Available On: PrimeVideo
With Bangalore Days (2014), Anjali Menon pulled off a casting coup banding together some of Malayalam cinema's most exciting talents. Just the idea that there is a film in which Fahadh Faasil, Dulquer Salmaan, Nivin Pauly, Parvathy and Nazriya Nazim all shared screen space is pretty nuts.
Bangalore Days looked at the one relationship central to the Indian experience rarely explored in our cinema – the bond of cousins. That unique dynamic that dances between friendship and family. The feel-good romantic drama followed the lives of three cousins Kuttan, Divya, and Arjun and their trysts with love in the titular big city
Available On: Hotstar
"Are you happy?" he asks Janu – the now married one-that-got-away. "I am peaceful" she eventually replies, not wanting to further elaborate. They both sit silently wishing life could have panned out differently.
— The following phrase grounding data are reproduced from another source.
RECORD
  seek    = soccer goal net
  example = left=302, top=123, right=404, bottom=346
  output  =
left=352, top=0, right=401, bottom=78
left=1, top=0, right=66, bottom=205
C Prem Kumar's slow-burning 2018 romantic drama, about childhood sweethearts who meet more than 20 years later at a school reunion isn't high on plot. Instead, the majority of the film covers the few hours they get to spend together at a reunion before they must return to their respective lives. The film is spearheaded by wonderful performances from Vijay Sethupathi and Trisha Krishnan.
Available On: Sun NXT
Imtiaz Ali's misunderstood and polarising film about self-discovery was at its core, a love story. Ranbir Kapoor's Ved, who at first appears full of promise, becomes caged in a life imposed on him by an oppressive father. But Tara, played by Deepika Padukone, understood him. She could see him and recognise him for who he was right from the first moment. She was the catalyst that undoes him and sets him off on a turbulent path of self-discovery. Between how the film achingly depicts heartbreak through A R Rahman's soulful Agar Tum Saath Ho and the film's climax which sees Ved on stage having come into his own, Tamasha boasts of some of the most memorable scenes capturing love in recent times.